Not only was there initially a lack of transfer representation in the committee which made the housing priority decision, but they were left out of the priority decision despite being guaranteed otherwise months before.
Criticism of this decision noted the hypocrisy of the rhetoric used by the administration when justifying why rising sophomores received a housing priority while returning transfers did not, despite both groups being promised housing when they were able to return to campus, because they acknowledged that returning sophomores missed out on the first-year experience, but failed to recognize that transfers also did not share this experience.
However, the campus-wide support for transfers appears to have encouraged the administration to revise their initial plan for housing in the coming academic year as they plan for the majority of in-person activities to resume in the fall.
On Monday, May 17th, UCLA students, faculty, and staff received an update which laid out the changes in plans to reopen according to recommendations and the easing of restrictions from the Los Angeles County Department of Public Health as cases in the county continue to decrease and the city enters the yellow tier, the tier with the lowest amount of covid-related restrictions.

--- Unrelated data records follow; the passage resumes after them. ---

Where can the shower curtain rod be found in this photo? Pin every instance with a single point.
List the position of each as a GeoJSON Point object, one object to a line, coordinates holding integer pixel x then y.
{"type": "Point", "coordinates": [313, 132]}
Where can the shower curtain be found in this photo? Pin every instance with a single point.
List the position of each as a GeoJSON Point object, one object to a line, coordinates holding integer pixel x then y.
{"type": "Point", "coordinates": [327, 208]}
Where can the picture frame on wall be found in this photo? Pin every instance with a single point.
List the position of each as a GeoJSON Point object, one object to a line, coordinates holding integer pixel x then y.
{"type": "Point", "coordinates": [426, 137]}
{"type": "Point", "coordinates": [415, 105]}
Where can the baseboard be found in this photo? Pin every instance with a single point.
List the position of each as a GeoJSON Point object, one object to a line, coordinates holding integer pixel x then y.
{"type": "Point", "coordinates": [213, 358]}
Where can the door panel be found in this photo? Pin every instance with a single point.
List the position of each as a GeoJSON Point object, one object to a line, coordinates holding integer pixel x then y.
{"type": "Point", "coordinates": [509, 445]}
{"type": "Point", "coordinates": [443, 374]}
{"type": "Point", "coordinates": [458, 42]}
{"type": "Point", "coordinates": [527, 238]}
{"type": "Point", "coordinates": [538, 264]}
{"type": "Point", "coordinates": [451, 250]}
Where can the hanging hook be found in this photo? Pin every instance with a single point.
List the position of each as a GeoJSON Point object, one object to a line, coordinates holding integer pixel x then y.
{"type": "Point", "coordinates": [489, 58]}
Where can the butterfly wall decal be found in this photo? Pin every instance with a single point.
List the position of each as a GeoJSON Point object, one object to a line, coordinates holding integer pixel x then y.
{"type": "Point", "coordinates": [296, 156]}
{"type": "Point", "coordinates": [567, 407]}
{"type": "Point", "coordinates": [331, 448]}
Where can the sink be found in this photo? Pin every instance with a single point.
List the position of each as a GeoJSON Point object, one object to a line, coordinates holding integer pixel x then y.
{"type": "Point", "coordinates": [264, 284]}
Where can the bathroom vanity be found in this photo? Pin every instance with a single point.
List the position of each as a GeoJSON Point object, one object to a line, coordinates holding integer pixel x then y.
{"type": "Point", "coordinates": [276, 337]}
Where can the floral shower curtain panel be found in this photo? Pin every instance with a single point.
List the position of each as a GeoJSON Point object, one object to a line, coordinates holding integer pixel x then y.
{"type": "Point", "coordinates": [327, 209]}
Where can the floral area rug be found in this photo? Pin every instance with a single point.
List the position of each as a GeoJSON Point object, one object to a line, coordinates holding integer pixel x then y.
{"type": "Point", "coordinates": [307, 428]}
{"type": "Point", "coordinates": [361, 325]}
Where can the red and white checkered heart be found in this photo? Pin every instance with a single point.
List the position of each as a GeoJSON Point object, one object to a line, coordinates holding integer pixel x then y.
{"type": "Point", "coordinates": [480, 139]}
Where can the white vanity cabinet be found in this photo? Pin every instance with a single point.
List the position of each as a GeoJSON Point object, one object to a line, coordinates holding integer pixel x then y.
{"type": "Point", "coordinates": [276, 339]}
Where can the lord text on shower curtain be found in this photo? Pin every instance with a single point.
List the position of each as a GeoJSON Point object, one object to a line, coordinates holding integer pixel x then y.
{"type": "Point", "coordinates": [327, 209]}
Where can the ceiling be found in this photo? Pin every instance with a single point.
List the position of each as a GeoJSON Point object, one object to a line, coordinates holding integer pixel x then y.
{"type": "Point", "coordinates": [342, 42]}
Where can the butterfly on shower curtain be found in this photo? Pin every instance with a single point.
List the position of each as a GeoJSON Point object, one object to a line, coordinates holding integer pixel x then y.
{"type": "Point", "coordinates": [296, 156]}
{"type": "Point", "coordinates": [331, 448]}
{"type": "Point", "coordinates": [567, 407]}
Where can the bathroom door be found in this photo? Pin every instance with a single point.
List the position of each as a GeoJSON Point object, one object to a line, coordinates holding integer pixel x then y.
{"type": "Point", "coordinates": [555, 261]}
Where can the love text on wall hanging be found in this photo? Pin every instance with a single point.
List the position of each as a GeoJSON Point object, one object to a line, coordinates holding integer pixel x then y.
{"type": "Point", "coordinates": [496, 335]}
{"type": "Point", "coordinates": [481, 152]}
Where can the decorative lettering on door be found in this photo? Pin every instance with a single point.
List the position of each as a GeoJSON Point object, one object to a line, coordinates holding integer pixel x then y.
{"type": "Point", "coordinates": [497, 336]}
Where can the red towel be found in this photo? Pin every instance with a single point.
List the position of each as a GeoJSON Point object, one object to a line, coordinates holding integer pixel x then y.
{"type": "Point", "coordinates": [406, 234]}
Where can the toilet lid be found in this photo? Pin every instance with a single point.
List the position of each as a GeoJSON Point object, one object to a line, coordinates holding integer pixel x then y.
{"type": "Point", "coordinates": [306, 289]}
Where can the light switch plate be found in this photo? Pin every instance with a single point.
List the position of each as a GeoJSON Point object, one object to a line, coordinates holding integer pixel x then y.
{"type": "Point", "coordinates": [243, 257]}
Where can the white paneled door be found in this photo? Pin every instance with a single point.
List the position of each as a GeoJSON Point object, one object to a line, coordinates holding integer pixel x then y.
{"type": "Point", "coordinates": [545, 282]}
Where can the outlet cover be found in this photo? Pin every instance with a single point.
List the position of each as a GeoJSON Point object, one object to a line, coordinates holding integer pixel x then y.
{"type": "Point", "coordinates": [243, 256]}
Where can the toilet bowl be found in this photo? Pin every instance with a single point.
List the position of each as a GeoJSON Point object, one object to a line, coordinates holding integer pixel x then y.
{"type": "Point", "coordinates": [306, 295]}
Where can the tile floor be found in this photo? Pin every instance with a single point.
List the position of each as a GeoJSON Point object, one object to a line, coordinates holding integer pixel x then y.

The announcement began by acknowledging students who had been overlooked in the previous decision.
The announcement stated: “We know that, for many UCLA students, living on campus is an important part of the college experience. Our inability to open fully our residence halls and university apartments since winter 2020 has caused many students, from first-years to transfers, to miss out on the opportunity to call UCLA home.
“We also know that, at points throughout our fall planning, not every student saw themself as fully included in our plans to reopen UCLA housing. Please know that all of our students’ varied and diverse experiences are valued by and important to us.”
The university also announced that with the decreasing pandemic-related restrictions and increasing number of individuals who are fully vaccinated with the COVID-19 vaccination, UCLA Housing expects to be able to offer triple-occupancy rooms, and therefore is able to provide a higher percentage of individuals on-campus housing.
The announcement goes on to describe that the increase in occupancy would allow them to offer dorms to foster youth, veterans, and incoming freshmen and transfers as well as more second-year students than they expected, including second-year transfer students.
In addition to the increased housing capacity, the announcement describes the hope that 80% of the classes offered at the university will be in-person in some capacity, with large lectures likely being held remotely and small discussions being held in-person.
However, for those who will be unable to find housing or commute to school in the coming school year, the announcement promises that there will still be a number of remote classes to choose from, but they ultimately expect that each student will be able to attend some type of in-person instruction.
Despite the promising email indicating a return back to almost the same campus that students experienced before the pandemic, the announcement also cautions the students, faculty, and staff that these conditions will continue to adapt as the pandemic does, including once again reducing the capacity of on-campus housing and limiting on-campus, in-person activities.
Meghan Imperio is a writer for the LA Vanguard’s social justice desk. She is an English major at UCLA, originally from Glendale, CA.